Long-term care insurance helps pay for care services when you need help with normal daily activities, such as eating, bathing, and moving around. Long-term care insurance also covers supervision due to a cognitive impairment such as Alzheimer’s disease. A long-term care insurance policy provides for different types of care in a variety of settings:
- Skilled care– includes nursing care and physical, occupational, respiratory, and speech therapy from licensed professionals that may or may not be received on a daily basis.
- Custodial care– is the most widely used type of care, and includes help with day to day activities such as eating and dressing.
How much coverage will you need?
When thinking about your coverage options, it is important to take the following into consideration:
- Level of assets– you want to protect. Long-term care should be a factor in your overall retirement planning. Because needs, resources, and situations differ, our professionals will guide you through the different long-term care options and products to determine what is right for you.

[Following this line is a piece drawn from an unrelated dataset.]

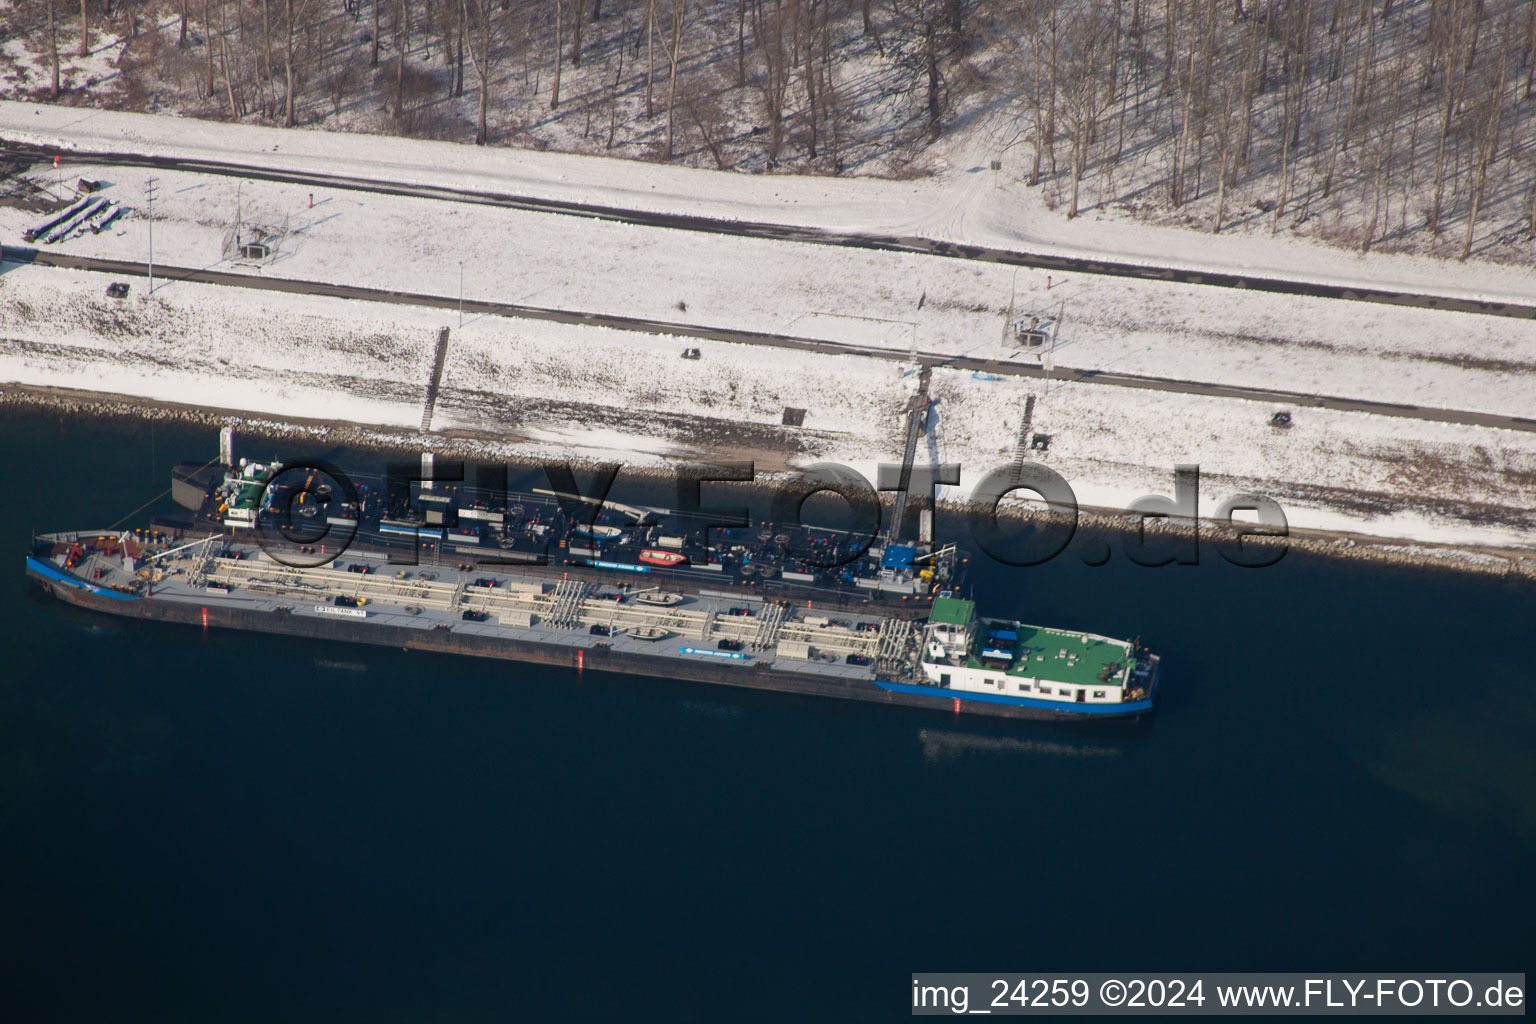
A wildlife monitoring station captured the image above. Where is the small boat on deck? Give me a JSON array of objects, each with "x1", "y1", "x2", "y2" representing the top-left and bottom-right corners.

- Current cost of care– of where you live or plan to retire. Whether you plan to move to a warmer climate or closer to loved ones, the cost of care varies by state and by region. Where you wind up is an important factor in determining the amount of coverage you will need.
- Length of time– research from the center for retirement research found that people need assistance for an average of three years. You will want to take into consideration your health and family history of illness that may require you to need care for a shorter or longer period of time.
- Inflation protection– will help your benefits keep pace with the rising cost of care. Even the most proactive planners could come up short if they don’t account for inflation in estimating their long-term care needs.